76 reviews for:

Dying Bites

D.D. Barant

3.46 AVERAGE


Okay, despite my early grumblings about the heroine, Jace Valchek, I did end up liking her well enough by the end. She's dealing with a lot of change in a very short time, being snatched from her own dimension and plunked down in a similar but alternate dimension. The secondary characters we're introduced to seem likeable enough but I feel like we never really got to know any of them very well. This book wasn't great but as a first book it wasn't bad either. The resolution to the problem at hand was a bit simplistic considering what they were dealing with and it smacked a bit of deux a machina to me. However, there are definite things to build on and I'm curious enough to go ahead and read the next book.

There was not a lot of romance in this book so if that's your main draw to a book then this probably won't do it for you. There are three male characters that Jace meets that could be potential love interests but we don't really get to spend much time with any of them - or rather Jace doesn't get to spend much 1:1 time with any of them - to really matter. This goes back to the author needing to flesh out the secondary characters better and hopefully this will happen in the next book.

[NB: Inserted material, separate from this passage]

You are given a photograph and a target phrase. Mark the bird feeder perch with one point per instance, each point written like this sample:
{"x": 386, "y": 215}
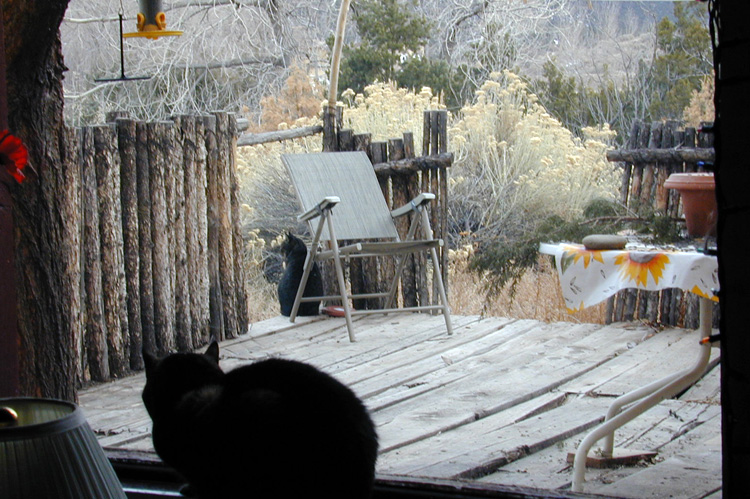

Jace does have sex in this book but it happens off the page so...yeah.

But, like I said, there are areas to build upon and improve and I'll be checking out book two to see how it fares.

I thoroughly enjoyed this story. Vampires, were-animals, witches and golems, not to mention a fantastic human protagonist and a great story-line...just the sort of fiction I most enjoy to read these days. I placed holds on the next five books in the series at the library and can't wait to read more. :)

This was an interesting beginning to a series, I thought the concept was quite unique but at the same time I felt as though this book was just ok. None of the characters really resonated with me.

I don't particularly like the urban fantasy cop novels where the cop feels like they have something to prove. Mostly Jace annoyed me. And the romantic story lines exacerbated the issue.

This was an odd book for me - odd in the sense that while I didn't / still don't really care for the protagonist, and the worldbuilding, while fascinating, had too many holes in and/or things that just plain didn't make sense or work for me, it still managed to capture me pretty intensely.

I absolutely adored Charlie, though. So there's an extra star there for him. And the plot and ... well, everything, really, while not convincing me completely, was enough to make me wishlist the second book in the series when I was only 60% or so into this one, and buy it the moment I was done, so... Something in this one obviously does work for me!

What a deeply fucked up 'verse that is awesome.